One option is to take out the Syrian air force. That is not as challenging as it may seem. Critics of this plan argue that since Russians are embedded with al Assad’s air force, we run the risk of killing Russians. In a gross example of political hyperbole, they further suggest this could lead to World War III – an evergreen fear mongering argument from the left regardless of its baselessness. It is more than just unlikely that Russia would take on the U.S. in direct military confrontation.
In, 1981, President Reagan authorized the downing of two Russian-made Libyan jet fighters for provocative actions over the Gulf of Sidra. A post-Soviet Union Russian Ambassador later told me over dinner (Yes, I, too, have had meetings with Russians) that nothing scared the Kremlin more than the downing of those planes because Reagan had no way of knowing if those crafts were being piloted by embedded Russians – and he did not care. In response, Libya stopped attempting to enforce its bogus claim to the Gulf of Sidra.

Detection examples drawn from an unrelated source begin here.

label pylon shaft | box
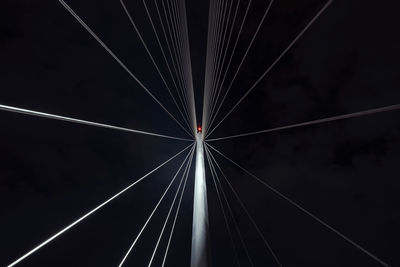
[190,133,209,267]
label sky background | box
[0,0,400,266]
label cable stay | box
[206,0,274,134]
[205,147,254,266]
[161,141,193,267]
[207,144,389,267]
[58,0,192,136]
[206,147,283,267]
[205,0,252,135]
[206,0,333,138]
[143,0,194,133]
[207,104,400,142]
[7,144,194,267]
[206,147,240,267]
[118,144,195,267]
[147,146,194,267]
[0,104,192,141]
[120,0,191,134]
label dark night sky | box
[0,0,400,266]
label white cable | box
[118,144,195,267]
[7,144,193,267]
[58,0,191,135]
[207,144,389,267]
[207,104,400,142]
[0,104,192,141]
[207,0,333,136]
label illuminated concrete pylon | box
[190,132,209,267]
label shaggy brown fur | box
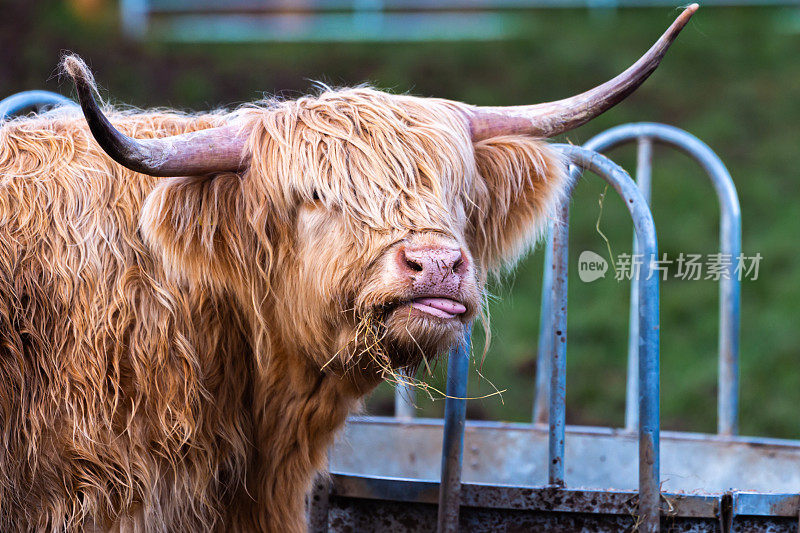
[0,88,565,531]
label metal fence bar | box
[584,122,742,435]
[547,193,580,487]
[533,224,555,424]
[437,326,471,533]
[0,91,77,120]
[394,370,417,420]
[550,144,660,532]
[625,137,653,431]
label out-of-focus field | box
[6,0,800,438]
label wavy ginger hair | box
[0,88,566,531]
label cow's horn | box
[63,55,245,176]
[469,4,699,141]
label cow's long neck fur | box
[238,342,360,532]
[0,113,380,531]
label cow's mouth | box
[410,296,467,320]
[379,296,468,322]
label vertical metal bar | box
[716,177,742,435]
[550,145,661,533]
[548,166,580,487]
[394,370,417,420]
[584,122,742,435]
[437,326,471,533]
[533,223,553,424]
[612,137,653,431]
[638,245,661,532]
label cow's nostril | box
[406,257,423,272]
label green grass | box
[6,0,800,438]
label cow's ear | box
[470,136,567,273]
[139,173,246,284]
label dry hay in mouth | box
[322,307,507,408]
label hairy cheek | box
[284,208,349,356]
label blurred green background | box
[6,0,800,438]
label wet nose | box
[398,246,466,280]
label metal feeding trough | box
[309,123,800,532]
[0,91,800,532]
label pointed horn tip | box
[675,4,700,26]
[61,54,92,82]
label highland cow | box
[0,6,696,532]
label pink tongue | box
[411,298,467,318]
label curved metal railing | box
[0,91,77,120]
[438,145,660,533]
[533,122,742,436]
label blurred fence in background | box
[121,0,798,42]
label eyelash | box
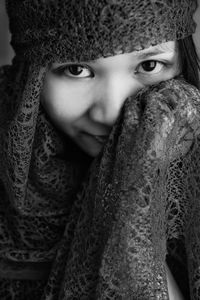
[52,59,169,79]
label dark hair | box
[178,36,200,89]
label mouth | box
[82,131,108,144]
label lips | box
[82,131,108,144]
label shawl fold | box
[42,78,200,300]
[0,60,200,300]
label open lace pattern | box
[6,0,197,62]
[0,60,200,300]
[0,0,200,300]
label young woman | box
[0,0,200,300]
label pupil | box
[142,60,156,72]
[69,65,83,75]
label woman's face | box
[41,42,180,156]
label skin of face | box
[41,41,180,157]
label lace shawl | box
[0,61,200,300]
[39,79,200,300]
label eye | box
[136,60,165,74]
[53,64,94,78]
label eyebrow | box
[135,49,176,60]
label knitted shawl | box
[0,62,200,300]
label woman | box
[0,0,200,300]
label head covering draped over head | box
[0,0,200,300]
[7,0,196,61]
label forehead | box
[53,41,178,67]
[90,41,178,64]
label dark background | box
[0,0,14,65]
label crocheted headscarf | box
[7,0,196,62]
[0,0,200,300]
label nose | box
[89,76,142,126]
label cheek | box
[42,82,91,126]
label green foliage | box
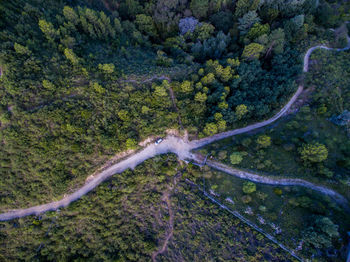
[256,135,271,148]
[242,43,264,60]
[98,64,115,74]
[299,143,328,163]
[39,19,59,41]
[193,23,215,41]
[194,92,208,103]
[125,138,137,149]
[247,23,270,40]
[230,152,243,165]
[242,181,256,194]
[13,43,31,55]
[64,48,79,65]
[238,11,261,35]
[235,0,261,17]
[235,105,248,119]
[135,14,157,37]
[203,123,218,136]
[190,0,209,18]
[303,216,339,251]
[180,81,193,93]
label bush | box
[299,143,328,163]
[242,195,252,204]
[256,135,271,148]
[242,181,256,194]
[230,152,243,165]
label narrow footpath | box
[0,28,350,221]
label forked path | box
[0,32,350,221]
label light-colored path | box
[201,160,349,209]
[0,31,350,221]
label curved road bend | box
[202,160,349,210]
[0,32,350,221]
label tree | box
[39,19,59,41]
[64,48,79,65]
[303,216,339,248]
[242,181,256,194]
[230,152,243,165]
[13,43,32,55]
[63,6,79,25]
[238,11,261,35]
[125,138,137,149]
[235,0,263,18]
[266,28,285,55]
[210,11,234,34]
[247,23,270,40]
[256,135,271,148]
[98,64,115,74]
[235,104,248,120]
[190,0,209,18]
[194,23,215,41]
[203,123,218,136]
[299,143,328,163]
[42,79,56,91]
[180,80,193,94]
[242,43,264,60]
[154,85,168,97]
[194,92,207,103]
[153,0,186,39]
[135,14,157,37]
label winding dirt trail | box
[200,157,350,210]
[0,32,350,221]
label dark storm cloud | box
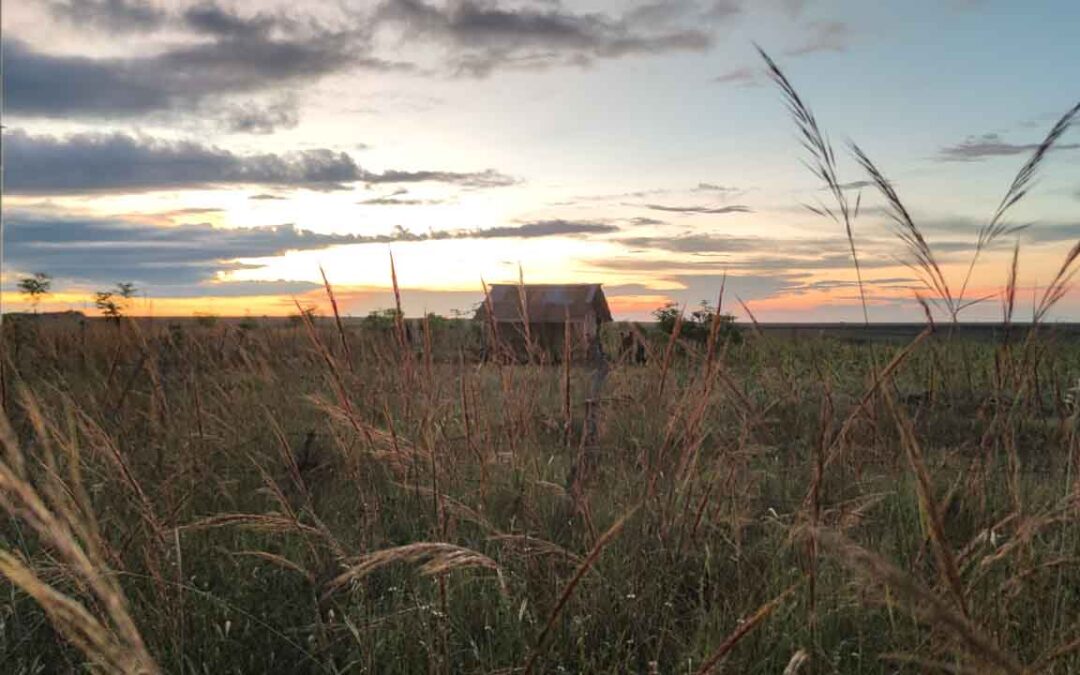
[4,130,364,193]
[937,134,1080,162]
[2,0,409,119]
[4,212,617,284]
[3,130,515,194]
[376,0,712,77]
[627,204,753,215]
[4,213,367,284]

The second option is an attack on Damascus – even on al Assad, himself. That may sound extreme in today’s discussions, but it was again President Reagan who virtually ended Libya’s state sponsorship of terrorism (Lockerbie and the Munich Olympics) when he ordered the bombing of Kaddafi’s presidential palace. Kaddafi escaped, but members of his staff and family were killed in the raid. Following the surgical attack, incidents of international terrorism declined dramatically.
Most folks – including the press, apparently — do not remember those actions because they did not start a greater conflict. There was no World War III, and they did achieve their goals. It is the subsequent failure to take such swift and effective retaliatory action that has us in the situation we find ourselves today.
For several decades, now, adversarial nations around the world have called our bluff. It is now necessary to show that we are no longer bluffing – and Syria is a good place to start.